Tufi's fjords are a great place to immerse yourself in traditional village life with village guesthouse stays. See the relevant pages for more information, and we also organise stays in villages in the Eastern Highlands and East Sepik provinces.
We work with a network of top-end wilderness lodges in the Western and Southern Highlands, in the East and Middle Sepik regions, on the wildlife-rich grasslands of the Tonda Wildlife Management Area, Western Province, on an island spit on the shores of Papua New Guinea's largest lake, Lake Murray, on major migrtorty routes, also in Western Province, and on the shores of the north coast near Madang, to give you even more choice in your quest for cultural encounters.
The management have been running cultural and birding tours here for over 35 years. and their experience in looking after clients in remote destinations is unparalleled.
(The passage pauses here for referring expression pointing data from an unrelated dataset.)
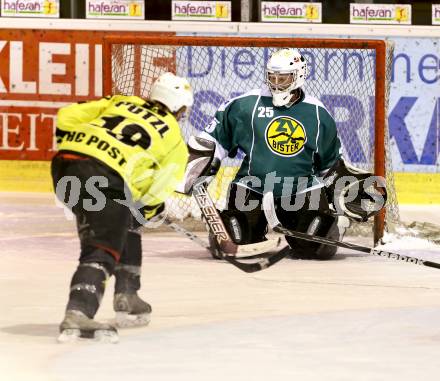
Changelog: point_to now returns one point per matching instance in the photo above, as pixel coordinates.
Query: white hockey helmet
(286, 71)
(172, 91)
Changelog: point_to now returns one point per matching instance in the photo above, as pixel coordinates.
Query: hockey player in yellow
(119, 157)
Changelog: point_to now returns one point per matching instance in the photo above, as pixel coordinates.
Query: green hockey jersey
(280, 144)
(141, 142)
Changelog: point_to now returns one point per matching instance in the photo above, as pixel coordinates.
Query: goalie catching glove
(202, 165)
(353, 192)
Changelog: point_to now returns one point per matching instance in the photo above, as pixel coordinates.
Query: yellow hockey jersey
(137, 139)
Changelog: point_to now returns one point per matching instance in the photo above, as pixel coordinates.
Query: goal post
(350, 76)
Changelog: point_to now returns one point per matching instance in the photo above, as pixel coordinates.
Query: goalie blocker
(347, 193)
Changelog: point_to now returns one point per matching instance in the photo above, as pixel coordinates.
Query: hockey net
(350, 77)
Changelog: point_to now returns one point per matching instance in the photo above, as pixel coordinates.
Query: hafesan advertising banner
(30, 8)
(201, 10)
(435, 14)
(275, 11)
(380, 14)
(115, 9)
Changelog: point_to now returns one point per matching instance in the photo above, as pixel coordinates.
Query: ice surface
(357, 317)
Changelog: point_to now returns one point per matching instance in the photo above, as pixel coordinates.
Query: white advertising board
(201, 10)
(275, 11)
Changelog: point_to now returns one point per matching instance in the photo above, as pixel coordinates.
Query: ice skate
(131, 310)
(76, 326)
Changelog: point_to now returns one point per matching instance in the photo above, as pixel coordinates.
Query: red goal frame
(379, 46)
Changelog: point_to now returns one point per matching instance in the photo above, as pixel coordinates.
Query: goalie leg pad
(248, 226)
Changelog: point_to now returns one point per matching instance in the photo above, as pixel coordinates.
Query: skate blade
(125, 320)
(101, 335)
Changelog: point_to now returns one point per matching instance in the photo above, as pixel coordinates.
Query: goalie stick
(269, 250)
(275, 224)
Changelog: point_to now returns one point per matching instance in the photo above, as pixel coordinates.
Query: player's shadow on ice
(45, 330)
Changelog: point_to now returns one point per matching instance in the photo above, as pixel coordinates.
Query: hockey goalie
(291, 148)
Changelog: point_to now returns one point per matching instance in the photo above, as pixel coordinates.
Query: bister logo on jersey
(285, 136)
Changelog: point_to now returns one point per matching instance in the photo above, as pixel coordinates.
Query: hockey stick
(269, 249)
(193, 237)
(275, 224)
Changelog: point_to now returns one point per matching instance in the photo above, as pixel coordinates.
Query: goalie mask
(172, 91)
(286, 71)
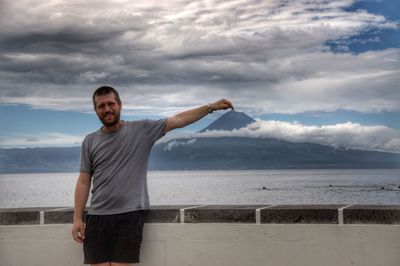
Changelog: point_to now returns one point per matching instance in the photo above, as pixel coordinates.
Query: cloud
(52, 139)
(176, 143)
(267, 56)
(346, 135)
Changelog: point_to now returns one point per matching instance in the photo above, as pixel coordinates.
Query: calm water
(221, 187)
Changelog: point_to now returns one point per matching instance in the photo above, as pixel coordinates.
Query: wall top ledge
(281, 214)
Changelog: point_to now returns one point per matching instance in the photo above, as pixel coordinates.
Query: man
(116, 158)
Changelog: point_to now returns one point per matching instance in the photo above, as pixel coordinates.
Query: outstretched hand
(222, 104)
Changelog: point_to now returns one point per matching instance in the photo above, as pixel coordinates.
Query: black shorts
(115, 238)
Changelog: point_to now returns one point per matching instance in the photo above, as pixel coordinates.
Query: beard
(110, 122)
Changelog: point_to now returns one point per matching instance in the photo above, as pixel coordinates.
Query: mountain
(229, 121)
(233, 153)
(221, 153)
(39, 160)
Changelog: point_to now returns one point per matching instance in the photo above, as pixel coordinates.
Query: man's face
(108, 109)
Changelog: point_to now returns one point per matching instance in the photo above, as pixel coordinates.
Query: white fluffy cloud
(347, 135)
(44, 140)
(267, 56)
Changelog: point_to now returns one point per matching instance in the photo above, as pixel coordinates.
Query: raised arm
(188, 117)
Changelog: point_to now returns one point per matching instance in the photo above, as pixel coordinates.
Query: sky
(325, 72)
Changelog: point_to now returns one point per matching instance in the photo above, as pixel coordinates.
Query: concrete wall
(178, 235)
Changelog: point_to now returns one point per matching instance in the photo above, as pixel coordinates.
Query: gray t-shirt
(118, 163)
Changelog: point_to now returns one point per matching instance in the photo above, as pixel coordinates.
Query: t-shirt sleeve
(85, 165)
(155, 128)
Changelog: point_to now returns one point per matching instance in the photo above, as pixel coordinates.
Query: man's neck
(111, 129)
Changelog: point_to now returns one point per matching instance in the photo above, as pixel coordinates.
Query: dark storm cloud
(270, 55)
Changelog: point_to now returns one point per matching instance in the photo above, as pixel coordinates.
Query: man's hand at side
(78, 231)
(81, 195)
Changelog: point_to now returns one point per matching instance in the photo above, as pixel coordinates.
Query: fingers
(224, 104)
(78, 232)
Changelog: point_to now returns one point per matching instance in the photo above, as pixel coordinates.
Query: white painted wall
(218, 244)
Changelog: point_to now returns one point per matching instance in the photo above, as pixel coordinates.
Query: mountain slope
(223, 153)
(252, 153)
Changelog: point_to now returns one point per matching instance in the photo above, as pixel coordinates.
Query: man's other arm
(81, 196)
(188, 117)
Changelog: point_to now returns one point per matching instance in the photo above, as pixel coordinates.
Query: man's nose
(107, 108)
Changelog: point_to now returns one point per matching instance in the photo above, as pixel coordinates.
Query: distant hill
(225, 153)
(39, 160)
(229, 121)
(222, 153)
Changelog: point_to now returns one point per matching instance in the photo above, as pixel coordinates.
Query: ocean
(350, 186)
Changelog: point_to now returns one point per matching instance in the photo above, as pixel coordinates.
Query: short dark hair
(104, 90)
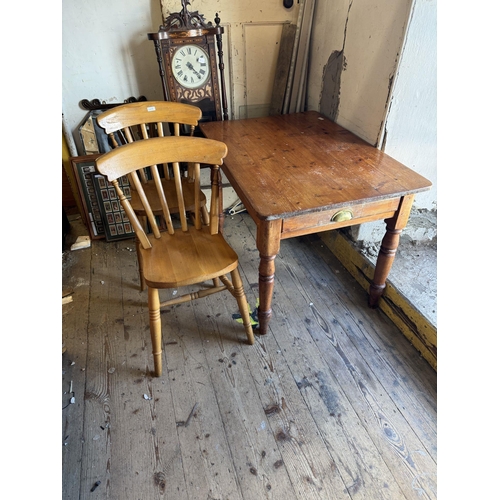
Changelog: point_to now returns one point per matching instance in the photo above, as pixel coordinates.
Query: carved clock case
(189, 53)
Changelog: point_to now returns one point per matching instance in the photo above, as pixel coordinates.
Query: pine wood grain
(332, 403)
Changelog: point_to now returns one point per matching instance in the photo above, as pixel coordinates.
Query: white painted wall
(388, 86)
(106, 54)
(411, 126)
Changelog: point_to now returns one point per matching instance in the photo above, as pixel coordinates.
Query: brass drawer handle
(342, 216)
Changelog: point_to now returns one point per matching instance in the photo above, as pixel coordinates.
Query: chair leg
(204, 215)
(155, 327)
(142, 283)
(239, 294)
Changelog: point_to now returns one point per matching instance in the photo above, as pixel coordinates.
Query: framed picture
(116, 224)
(85, 171)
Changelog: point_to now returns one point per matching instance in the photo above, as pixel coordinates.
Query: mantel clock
(186, 52)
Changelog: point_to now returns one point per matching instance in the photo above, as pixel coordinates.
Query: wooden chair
(183, 255)
(142, 120)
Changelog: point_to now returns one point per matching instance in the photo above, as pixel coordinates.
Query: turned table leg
(388, 248)
(268, 244)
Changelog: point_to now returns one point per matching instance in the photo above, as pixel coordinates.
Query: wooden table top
(299, 163)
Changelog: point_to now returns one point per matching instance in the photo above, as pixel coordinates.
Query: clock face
(190, 66)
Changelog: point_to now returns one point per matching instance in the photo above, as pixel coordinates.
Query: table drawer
(339, 217)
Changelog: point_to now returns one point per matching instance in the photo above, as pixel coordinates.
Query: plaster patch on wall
(330, 94)
(332, 73)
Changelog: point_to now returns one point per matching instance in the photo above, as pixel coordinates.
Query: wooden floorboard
(332, 403)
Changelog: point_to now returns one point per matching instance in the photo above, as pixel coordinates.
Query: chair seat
(170, 193)
(187, 258)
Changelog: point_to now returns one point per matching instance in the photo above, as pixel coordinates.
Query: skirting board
(415, 327)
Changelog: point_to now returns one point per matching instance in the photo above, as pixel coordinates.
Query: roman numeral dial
(190, 66)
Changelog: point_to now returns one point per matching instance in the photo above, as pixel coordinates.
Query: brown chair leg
(155, 327)
(142, 283)
(242, 304)
(204, 216)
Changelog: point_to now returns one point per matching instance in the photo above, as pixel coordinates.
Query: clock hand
(190, 66)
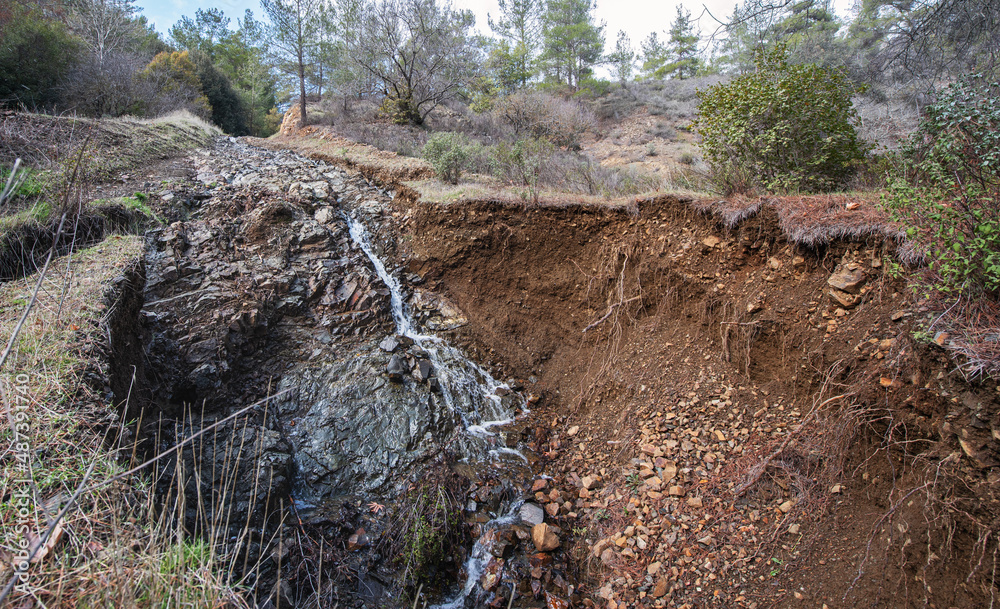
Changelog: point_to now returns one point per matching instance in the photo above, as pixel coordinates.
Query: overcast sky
(636, 17)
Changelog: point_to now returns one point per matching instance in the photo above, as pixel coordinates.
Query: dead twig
(611, 310)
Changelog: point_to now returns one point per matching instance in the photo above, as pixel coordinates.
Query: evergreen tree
(654, 55)
(623, 59)
(682, 48)
(292, 34)
(573, 43)
(204, 33)
(520, 29)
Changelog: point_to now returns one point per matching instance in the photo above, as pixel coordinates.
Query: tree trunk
(302, 88)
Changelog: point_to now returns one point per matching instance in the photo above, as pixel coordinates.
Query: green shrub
(36, 54)
(539, 115)
(947, 196)
(522, 164)
(783, 127)
(449, 153)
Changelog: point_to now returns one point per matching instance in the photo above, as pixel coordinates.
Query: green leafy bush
(781, 128)
(449, 153)
(522, 164)
(538, 115)
(36, 54)
(948, 193)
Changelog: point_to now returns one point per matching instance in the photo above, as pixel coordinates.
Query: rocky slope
(712, 416)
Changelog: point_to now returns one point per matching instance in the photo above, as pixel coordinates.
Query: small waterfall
(466, 387)
(479, 557)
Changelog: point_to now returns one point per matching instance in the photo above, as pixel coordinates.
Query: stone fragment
(844, 299)
(324, 215)
(544, 538)
(492, 573)
(532, 514)
(358, 540)
(423, 370)
(554, 602)
(847, 280)
(660, 589)
(389, 344)
(396, 368)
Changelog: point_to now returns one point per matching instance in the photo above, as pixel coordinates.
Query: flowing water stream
(467, 389)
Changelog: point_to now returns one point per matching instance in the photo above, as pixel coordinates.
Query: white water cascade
(467, 389)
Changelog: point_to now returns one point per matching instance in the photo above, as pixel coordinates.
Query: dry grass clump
(114, 145)
(108, 549)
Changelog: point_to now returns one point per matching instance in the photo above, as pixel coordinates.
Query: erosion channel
(659, 402)
(375, 451)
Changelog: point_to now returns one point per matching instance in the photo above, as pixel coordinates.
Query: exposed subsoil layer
(722, 428)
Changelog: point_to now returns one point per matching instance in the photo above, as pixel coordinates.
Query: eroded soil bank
(718, 417)
(728, 418)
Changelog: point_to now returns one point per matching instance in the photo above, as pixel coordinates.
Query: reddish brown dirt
(696, 331)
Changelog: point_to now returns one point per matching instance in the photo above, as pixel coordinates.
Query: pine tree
(292, 33)
(519, 26)
(573, 44)
(654, 55)
(623, 59)
(682, 47)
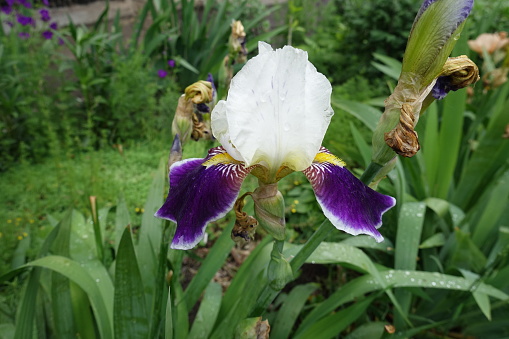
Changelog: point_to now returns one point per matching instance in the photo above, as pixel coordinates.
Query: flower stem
(370, 172)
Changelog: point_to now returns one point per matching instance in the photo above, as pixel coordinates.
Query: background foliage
(98, 124)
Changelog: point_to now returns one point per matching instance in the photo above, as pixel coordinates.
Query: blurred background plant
(99, 124)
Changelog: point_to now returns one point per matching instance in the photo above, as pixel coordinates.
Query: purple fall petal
(201, 194)
(350, 205)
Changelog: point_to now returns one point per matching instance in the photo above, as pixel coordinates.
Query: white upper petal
(277, 110)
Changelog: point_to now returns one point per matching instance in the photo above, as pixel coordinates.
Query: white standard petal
(220, 130)
(278, 109)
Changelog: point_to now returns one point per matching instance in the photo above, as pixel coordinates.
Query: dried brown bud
(245, 225)
(461, 72)
(200, 92)
(183, 120)
(403, 139)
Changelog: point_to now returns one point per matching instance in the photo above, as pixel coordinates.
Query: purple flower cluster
(15, 8)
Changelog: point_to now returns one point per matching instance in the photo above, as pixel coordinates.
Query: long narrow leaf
(75, 272)
(207, 313)
(129, 308)
(215, 259)
(290, 310)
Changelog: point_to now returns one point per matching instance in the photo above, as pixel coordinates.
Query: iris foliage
(101, 271)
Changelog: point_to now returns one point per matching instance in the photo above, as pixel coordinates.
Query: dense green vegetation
(85, 111)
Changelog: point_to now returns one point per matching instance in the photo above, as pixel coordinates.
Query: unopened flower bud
(434, 33)
(200, 92)
(252, 328)
(270, 210)
(458, 72)
(183, 119)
They work very closely with local communities, and the majority of lodge staff and management have come up through the company. The local guides at the lodges have been nurtured, trained, and encouraged over time, and have an unbelievable eye for wildlife and bird spotting. They know when to look for what, where, and how, to give guests the best chance of great sightings.
The lodges run set programs around the Mt Hagen and Goroka festivals, but can also be included in tailor-made itineraries most of the year. You can find out more information on each lodge in the menu on the left.
Papua New Guinea village stays
Village stays are a great way to see how people live in different regions around Papua New Guinea.
Day trips are to a village close to Goroka and one of the highlights is the preparation, and eating, of a "MuMu" - a local pig roast.
The village for overnight stays is 20 to 30 minutes from Goroka depending on road conditions, and a MuMu is also organised for visitors. Sing-sings can be arranged on request, but are not part of the visit per se. In the village you are free to observe or participate in village life; gardening, school, playing with children, chilling, chatting with the villagers, going to the river to bathe... Accommodation can bre provided in a basic but clean and comfortable lodge next to the village. Fullboard costs $75 per night. See www.asaromudmen.com for more information
Island homestay, East Sepik Region
Robert and Catherine Marek will welcome you to their village on the beautiful Yuo Isalnd, an hour by road to Boiken, and 20 minutes by boat from Wewak, East Sepik. Accommodation is provided in their five-bedroom guesthouse and there is a solar shower and flush toilet for guest use. One night full board costs $37 USD per person, excluding transport. Transport costs are arranged per trip, and are currently $65 each way. Trips to a thermal spring on a beach at Kairiru Island can be arranged, as can fishing, dolphin watching and surfing. There are surfboards available on site and Yuo has two different breaks, with barrels and tunnels when conditions are right. There is good snorkelling from the beach on the reef in front of the guesthouse. Contact us for more information and images.
Coastal villages in Oro Province
Flying in to Tufi, after a night at the resort, you can head out to one of many villages in the beautiful fjordlands of Cape Nelson. There are vilages on sublime beaches and others higher up on the ridges. The best is to go for three nights and sample three different ones. Transfers are by boat and dugout. A three-night trip to Jebo (beach), Orotoaba (inland and great for Birds of Paradise), and Garewa (beach) costs $420 pp full board including transport by boat and outrigger. The village chiefs will be your guides and take you to see stunning waterfalls, fishing in their outriggers, walking trails, and occassionally to spiritual places like skull caves. Or you can just observe village life, chat to the locals, amuse and be amused by the kids, or go snorkelling over some excellent coral gardens.